Abstract

The growing adoption of Cloud computing has brought about the enhancement of cost-efficiency and effectiveness but also comes with increase in security vulnerabilities due to its distributed and multi-tenant architecture. This contribution if this study to the cloud security through the development of a hybrid intrusion detection system (IDS) that integrates Snort (N-IDS) and OSSEC (H-IDS) to achieve cross-layer alert correlation. Unlike standalone deployments or other deep learning models that are computationally intensive, the framework proposed is an open source that is interpretable, and also deployable in real-world environments.

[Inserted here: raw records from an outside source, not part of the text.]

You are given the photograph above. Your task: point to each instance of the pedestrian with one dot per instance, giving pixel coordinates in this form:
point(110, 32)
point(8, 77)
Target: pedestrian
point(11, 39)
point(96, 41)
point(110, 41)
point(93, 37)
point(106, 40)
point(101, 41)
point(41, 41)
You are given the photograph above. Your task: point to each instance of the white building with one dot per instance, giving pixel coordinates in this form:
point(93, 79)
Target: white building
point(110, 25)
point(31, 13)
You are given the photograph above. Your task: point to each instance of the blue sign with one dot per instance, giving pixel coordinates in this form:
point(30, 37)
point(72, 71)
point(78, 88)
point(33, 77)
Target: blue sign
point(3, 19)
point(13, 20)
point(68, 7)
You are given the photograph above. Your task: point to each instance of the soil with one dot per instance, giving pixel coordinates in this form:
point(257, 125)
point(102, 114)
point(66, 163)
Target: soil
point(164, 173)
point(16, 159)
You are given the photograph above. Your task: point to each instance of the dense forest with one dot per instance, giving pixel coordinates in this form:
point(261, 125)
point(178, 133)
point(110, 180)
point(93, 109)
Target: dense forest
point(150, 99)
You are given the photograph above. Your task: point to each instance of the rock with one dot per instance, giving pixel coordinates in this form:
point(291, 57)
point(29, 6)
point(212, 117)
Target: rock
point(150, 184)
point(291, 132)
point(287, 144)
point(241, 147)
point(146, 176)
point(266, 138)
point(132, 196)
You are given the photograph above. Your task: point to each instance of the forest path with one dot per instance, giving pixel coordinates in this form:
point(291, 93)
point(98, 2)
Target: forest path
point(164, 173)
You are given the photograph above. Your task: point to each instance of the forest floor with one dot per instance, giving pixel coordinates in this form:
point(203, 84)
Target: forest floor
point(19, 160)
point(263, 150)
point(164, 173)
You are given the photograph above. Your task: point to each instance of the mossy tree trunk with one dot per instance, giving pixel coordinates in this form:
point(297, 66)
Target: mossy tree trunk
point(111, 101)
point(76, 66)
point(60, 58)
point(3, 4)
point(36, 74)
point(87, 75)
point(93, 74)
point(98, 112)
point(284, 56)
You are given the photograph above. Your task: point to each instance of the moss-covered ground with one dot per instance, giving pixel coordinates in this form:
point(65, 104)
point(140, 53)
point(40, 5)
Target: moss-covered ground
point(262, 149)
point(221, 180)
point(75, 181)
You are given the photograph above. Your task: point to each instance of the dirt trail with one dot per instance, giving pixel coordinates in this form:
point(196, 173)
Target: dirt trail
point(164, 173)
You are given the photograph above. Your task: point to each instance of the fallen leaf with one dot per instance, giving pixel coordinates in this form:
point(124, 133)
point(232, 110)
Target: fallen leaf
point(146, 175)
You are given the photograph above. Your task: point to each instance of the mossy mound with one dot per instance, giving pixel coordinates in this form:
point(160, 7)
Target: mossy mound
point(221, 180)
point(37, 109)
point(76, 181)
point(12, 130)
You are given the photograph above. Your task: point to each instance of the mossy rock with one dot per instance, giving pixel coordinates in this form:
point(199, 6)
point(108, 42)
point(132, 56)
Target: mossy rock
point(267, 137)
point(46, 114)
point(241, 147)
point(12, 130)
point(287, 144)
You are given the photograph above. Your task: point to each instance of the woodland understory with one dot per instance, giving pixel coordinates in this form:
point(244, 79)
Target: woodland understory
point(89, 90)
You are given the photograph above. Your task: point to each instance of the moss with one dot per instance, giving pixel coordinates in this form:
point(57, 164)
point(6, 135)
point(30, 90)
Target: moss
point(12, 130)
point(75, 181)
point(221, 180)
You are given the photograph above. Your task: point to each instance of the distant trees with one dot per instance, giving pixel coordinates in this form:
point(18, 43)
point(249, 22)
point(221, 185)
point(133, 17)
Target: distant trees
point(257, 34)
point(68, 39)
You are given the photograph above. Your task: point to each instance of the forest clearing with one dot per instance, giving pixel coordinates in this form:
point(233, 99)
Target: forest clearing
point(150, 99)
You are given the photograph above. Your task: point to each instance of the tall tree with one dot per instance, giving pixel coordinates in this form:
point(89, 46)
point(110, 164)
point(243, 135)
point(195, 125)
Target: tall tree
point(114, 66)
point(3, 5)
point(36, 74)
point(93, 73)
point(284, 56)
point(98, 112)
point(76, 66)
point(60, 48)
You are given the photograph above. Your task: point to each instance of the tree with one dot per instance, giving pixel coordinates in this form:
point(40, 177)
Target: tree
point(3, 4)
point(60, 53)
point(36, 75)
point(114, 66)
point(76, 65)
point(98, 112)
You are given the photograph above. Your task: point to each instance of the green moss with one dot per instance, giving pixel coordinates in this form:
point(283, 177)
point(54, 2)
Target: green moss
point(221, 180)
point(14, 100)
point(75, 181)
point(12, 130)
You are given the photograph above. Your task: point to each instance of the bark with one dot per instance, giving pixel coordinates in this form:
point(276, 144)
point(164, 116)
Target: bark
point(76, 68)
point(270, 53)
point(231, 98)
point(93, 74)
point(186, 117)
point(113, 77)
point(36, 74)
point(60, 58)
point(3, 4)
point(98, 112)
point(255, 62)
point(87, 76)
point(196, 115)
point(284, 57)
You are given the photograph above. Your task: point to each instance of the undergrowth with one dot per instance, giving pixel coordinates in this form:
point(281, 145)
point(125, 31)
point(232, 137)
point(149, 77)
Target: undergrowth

The experimental evaluation within a cloud testbed shows that the hybrid IDS was able to achieve 97.1% accuracy, a 94.1% detection rate, and a false alarm rate of only 0.2%, which performed better than Snort-only and OSSEC-only systems. The case-based simulations conducted further revealed that hybrid correlation does not just enhance the detection, but it also reduced false positives with better forensic trails, most especially in port scanning, brute-force login, and user-to-root exploits. When compared with previous IDS studies, the system achieved competitive accuracy while maintaining efficiency and transparency. Although tested in a limited-scale environment, this study establishes a practical foundation for adaptive, scalable, and prevention-oriented frameworks in cloud security.